Dukungan nyata ini datang dari Forum Komunikasi Pemangku Hak Ulayat (PHU) dan ribuan masyarakat lokal. Mereka menilai, keputusan pemerintah pusat ini menjadi jawaban atas penantian panjang masyarakat yang menginginkan kepastian ekonomi dan keberlanjutan pembangunan di daerah.
Respons Mayoritas Warga: Harapan Baru Lapangan Kerja
Ketua Dewan Pimpinan Daerah Pemuda PakPak Indonesia (PPI) Kabupaten Dairi, Hakimuddin Kudadiri, mengapresiasi langkah Menteri Lingkungan Hidup yang dinilai berpihak pada aspirasi riil masyarakat di wilayah terdampak langsung.
“Kami bersyukur suara mayoritas masyarakat di lingkar tambang didengar oleh pemerintah. Dengan terbitnya izin AMDAL ini, kami berharap operasional perusahaan bisa segera berjalan agar peluang kerja dan dampak ekonomi positifnya langsung dirasakan masyarakat,” ujar Hakimuddin.
Terobosan Baru: Metode Backfilling Gantikan Bendungan Tailing Besar
Salah satu faktor utama yang membuat dokumen AMDAL ini direstui dan didukung penuh adalah adanya perubahan radikal pada sistem pengelolaan limbah (tailing) yang dinilai jauh lebih aman bagi lingkungan.
Ketua Harian Forum Komunikasi Pemangku Hak Ulayat se-Kabupaten Dairi, Aslim Padang, mengungkapkan bahwa proses sosialisasi yang digelar Pemkab Dairi bersama perusahaan telah membuka ruang transparansi yang jelas bagi publik.
“Dalam sosialisasi AMDAL ditegaskan bahwa konsep lama pembangunan bendungan tailing raksasa (Tailings Storage Facility/TSF) resmi dibatalkan. Sebagai gantinya, limbah tailing akan diolah dan dimasukkan kembali ke dalam lubang tambang (backfilling). Ini mitigasi risiko yang sangat progresif,” jelas Aslim.
Selain keamanan lingkungan, masyarakat juga telah mendapatkan garansi terkait prioritas rekrutmen tenaga kerja lokal, peluang pengadaan barang dan jasa untuk pengusaha daerah, serta program pemberdayaan masyarakat melalui Corporate Social Responsibility (CSR).
Antusiasme Tinggi dan Komitmen Mengawal Investasi
Tingginya dukungan ini juga diamini oleh Lamhot Boangmanalu, tokoh masyarakat lingkar tambang yang memantau langsung jalannya sosialisasi di lapangan.
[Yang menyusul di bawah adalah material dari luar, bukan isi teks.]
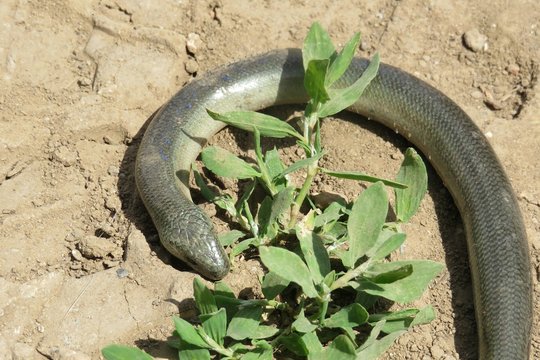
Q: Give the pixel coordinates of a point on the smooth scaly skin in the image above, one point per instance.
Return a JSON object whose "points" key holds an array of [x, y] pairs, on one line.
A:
{"points": [[497, 243]]}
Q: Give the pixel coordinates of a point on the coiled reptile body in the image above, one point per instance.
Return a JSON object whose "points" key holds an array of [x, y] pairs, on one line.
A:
{"points": [[497, 244]]}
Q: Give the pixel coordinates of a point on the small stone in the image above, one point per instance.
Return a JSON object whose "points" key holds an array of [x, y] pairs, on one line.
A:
{"points": [[122, 273], [92, 247], [65, 156], [193, 43], [477, 94], [22, 351], [513, 69], [191, 66], [474, 40], [76, 254], [113, 170], [437, 352]]}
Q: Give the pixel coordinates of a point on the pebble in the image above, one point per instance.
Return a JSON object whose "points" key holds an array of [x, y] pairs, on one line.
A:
{"points": [[76, 254], [92, 247], [477, 94], [513, 69], [65, 156], [22, 351], [476, 41], [191, 66], [437, 352], [193, 43]]}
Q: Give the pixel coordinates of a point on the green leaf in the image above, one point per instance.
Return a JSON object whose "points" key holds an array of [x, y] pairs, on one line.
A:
{"points": [[203, 297], [275, 166], [317, 45], [373, 335], [366, 221], [387, 242], [353, 175], [264, 332], [378, 347], [302, 324], [245, 322], [343, 60], [341, 99], [189, 352], [221, 288], [123, 352], [348, 317], [288, 266], [413, 173], [404, 319], [224, 163], [405, 290], [281, 204], [341, 348], [230, 237], [188, 334], [293, 342], [314, 80], [267, 125], [389, 276], [273, 285], [314, 252], [330, 215], [300, 164], [242, 246], [313, 344], [215, 325]]}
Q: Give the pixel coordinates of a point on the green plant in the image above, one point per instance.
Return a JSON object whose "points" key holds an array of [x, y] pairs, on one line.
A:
{"points": [[317, 295]]}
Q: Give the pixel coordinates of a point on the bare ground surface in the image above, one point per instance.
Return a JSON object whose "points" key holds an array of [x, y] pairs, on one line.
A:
{"points": [[80, 263]]}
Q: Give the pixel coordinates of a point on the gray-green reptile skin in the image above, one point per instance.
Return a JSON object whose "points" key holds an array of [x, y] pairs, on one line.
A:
{"points": [[497, 244]]}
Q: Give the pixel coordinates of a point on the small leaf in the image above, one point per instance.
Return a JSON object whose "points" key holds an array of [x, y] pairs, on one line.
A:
{"points": [[215, 325], [245, 322], [223, 163], [273, 285], [405, 290], [242, 246], [313, 344], [348, 317], [123, 352], [341, 99], [203, 297], [378, 347], [288, 266], [189, 352], [366, 221], [387, 242], [300, 164], [389, 276], [314, 80], [302, 324], [275, 166], [352, 175], [314, 252], [413, 173], [264, 332], [188, 334], [293, 342], [230, 237], [317, 45], [267, 125], [341, 348], [343, 60]]}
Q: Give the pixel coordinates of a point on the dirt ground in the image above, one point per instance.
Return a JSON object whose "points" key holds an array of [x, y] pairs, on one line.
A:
{"points": [[80, 263]]}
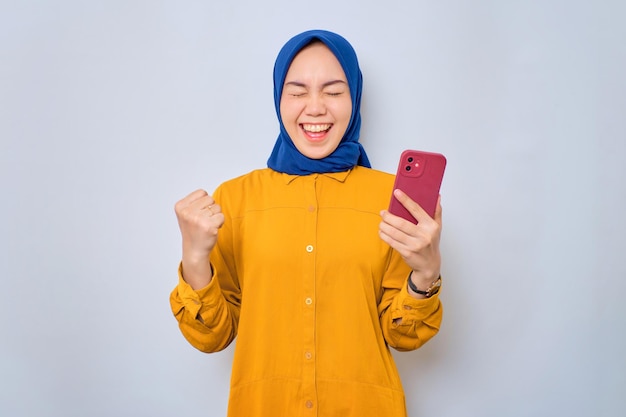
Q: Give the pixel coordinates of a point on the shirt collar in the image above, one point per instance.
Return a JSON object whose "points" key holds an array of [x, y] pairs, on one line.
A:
{"points": [[337, 176]]}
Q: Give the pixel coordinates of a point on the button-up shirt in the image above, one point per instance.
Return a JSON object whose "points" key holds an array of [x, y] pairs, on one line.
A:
{"points": [[313, 295]]}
Menurutnya, keterbukaan informasi dari pihak perusahaan memicu antusiasme yang luar biasa dari puluhan desa di beberapa kecamatan.
Meski menyambut baik, para tokoh masyarakat menegaskan mereka tidak memberikan “cek kosong.” Warga berkomitmen akan tetap menjadi pengawas garda terdepan untuk memastikan PT DPM beroperasi sesuai regulasi.
“Menolak tambang bukan solusi untuk membangun Dairi. Yang terpenting sekarang adalah memastikan investasi berjalan dengan baik, memberikan manfaat nyata bagi ekonomi warga, namun prinsip pertambangan yang bertanggung jawab dan kelestarian lingkungan tetap menjadi harga mati,” pungkas Aslim Padang.